This review, undertaken alongside “key developments at national and state levels such as the signing of a new National Skills Agreement, is seen as a timely opportunity “to carefully review the NSW VET system, examine its strengths and weaknesses and take action.”

This Interim Report “provides recommendations based on the Panel’s findings to the NSW Government. It captures qualitative insights from [their] consultations and reflects on the extensive research undertaken to date.” It also “outlines priority recommendations and emerging opportunities for further exploration.”

Their Final Report is due in mid-2024. It builds on an earlier discussion paper. You can access the Review’s website here, and there are clear synergies with the first article in this VDC News issue.

Consultations, which they say have been extensive, confirm that there are a series of immediate priorities identified in the report with associated recommendations.

The context

As noted above, significant changes are taking place in VET at a national level underpinned by substantial proposed reforms, reviews and reports. In the context of NSW, the state, like other jurisdictions:

  • is experiencing significant skills shortages
  • needs to attract and retain more skilled trainers, educators, and assessors
  • needs appropriate, accessible, and well-maintained facilities.

In addition, it is felt that “the VET funding model must evolve to be sustainable and viable for the long term.” Finally, “students with additional or complex learning needs require the right support.”

Priority 1: TAFE at the Centre

Placing TAFE at the centre is seen as a first step in broader VET reform for the state that delivers “a vibrant VET ecosystem that serves … learners and employers.” However, they heard that “TAFE NSW needs to operate in a way that instils confidence and shows leadership for the entire VET system.”

Four recommendations relate to this priority. These focus on:

  1. Clarifying TAFE NSW’s role and purpose “through a TAFE NSW Charter based on key principles including that it is a future- and public-good focused and is a strategic leader “that meets the skills needs of NSW,” and that it is place-based, locally focused and industry aligned
  2. Developing and implementing a revised operating model for VET
  3. Working with education regulators “to pilot targeted self-accreditation processes across selected and agreed Australian Qualifications Framework (AQF) qualifications,” and
  4. Revising funding directions with an aim of rebuilding NSW TAFE.

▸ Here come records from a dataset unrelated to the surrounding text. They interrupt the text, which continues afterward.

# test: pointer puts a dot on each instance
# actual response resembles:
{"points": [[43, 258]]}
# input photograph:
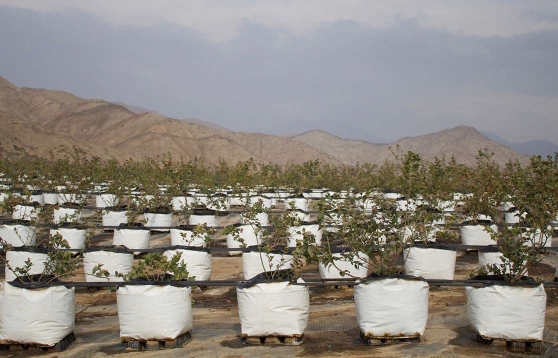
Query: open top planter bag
{"points": [[17, 234], [114, 216], [18, 256], [133, 237], [106, 200], [477, 235], [74, 236], [276, 308], [246, 237], [504, 311], [160, 219], [342, 267], [198, 260], [112, 258], [392, 306], [26, 212], [491, 255], [203, 216], [297, 203], [185, 236], [431, 261], [41, 316], [296, 233], [255, 262], [153, 312], [67, 214], [261, 218]]}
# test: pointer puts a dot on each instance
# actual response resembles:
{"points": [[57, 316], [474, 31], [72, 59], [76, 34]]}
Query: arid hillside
{"points": [[461, 142], [39, 122], [36, 122]]}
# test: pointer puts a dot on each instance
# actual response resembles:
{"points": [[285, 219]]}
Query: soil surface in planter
{"points": [[332, 327]]}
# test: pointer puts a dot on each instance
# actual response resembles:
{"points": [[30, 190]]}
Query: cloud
{"points": [[222, 20], [354, 80]]}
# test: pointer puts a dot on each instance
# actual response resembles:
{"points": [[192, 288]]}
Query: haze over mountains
{"points": [[37, 121]]}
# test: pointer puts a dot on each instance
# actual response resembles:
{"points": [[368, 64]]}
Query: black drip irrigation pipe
{"points": [[458, 247], [234, 283]]}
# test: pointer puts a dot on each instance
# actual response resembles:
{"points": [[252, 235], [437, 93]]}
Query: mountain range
{"points": [[38, 122], [533, 147]]}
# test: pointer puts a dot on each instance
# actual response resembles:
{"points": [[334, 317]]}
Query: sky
{"points": [[370, 70]]}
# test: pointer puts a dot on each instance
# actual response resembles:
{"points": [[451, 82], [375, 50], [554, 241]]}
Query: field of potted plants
{"points": [[390, 232]]}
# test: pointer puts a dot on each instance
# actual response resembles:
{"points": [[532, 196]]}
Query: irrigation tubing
{"points": [[309, 282]]}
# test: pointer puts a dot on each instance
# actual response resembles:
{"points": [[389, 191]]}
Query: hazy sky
{"points": [[373, 70]]}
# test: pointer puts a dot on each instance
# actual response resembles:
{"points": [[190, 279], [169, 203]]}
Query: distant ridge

Priority 2: Delivering VET in NSW

The panel’s interim report noted that there are:

“critical VET delivery issues impacting the broader sector which need to be addressed as a priority. Addressing key VET delivery issues, including how the system is governed and connects to industry, the permanency of the VET teaching workforce, and the current provision of infrastructure and facilities used to deliver VET should be prioritised by the NSW Government for action.”

Three recommendations are relevant here:

  1. Reviewing the strategic governance of the NSW VET system
  2. Prioritising “the expansion and conversion of permanent roles for VET teachers in the NSW Department of Education and TAFE NSW workforce, and
  3. Undertaking “an asset audit to ensure it has a clear understanding of current VET infrastructure across NSW, including its condition, age and geographic location.”

Directions for further exploration and looking forward

There are several directions to be explored in the remainder of the review, and these are focused around three themes:

  1. Delivering VET in NSW through examining funding, industry engagement and partnerships, infrastructure and facilities and the VET teaching workforce
  2. Boosting Student Success focused on student outcomes, access and equity, VET in secondary schools and apprenticeships and traineeships, and
  3. Future VET Success, including VET perception and tertiary integration, skills needs and emerging technologies and future trends.

The Interim Report contains a lot of useful detail that puts substantial meat on the bones of our summary here. The full document is certainly worth a look as is the report highlighted in article 1 of this VDC News issue.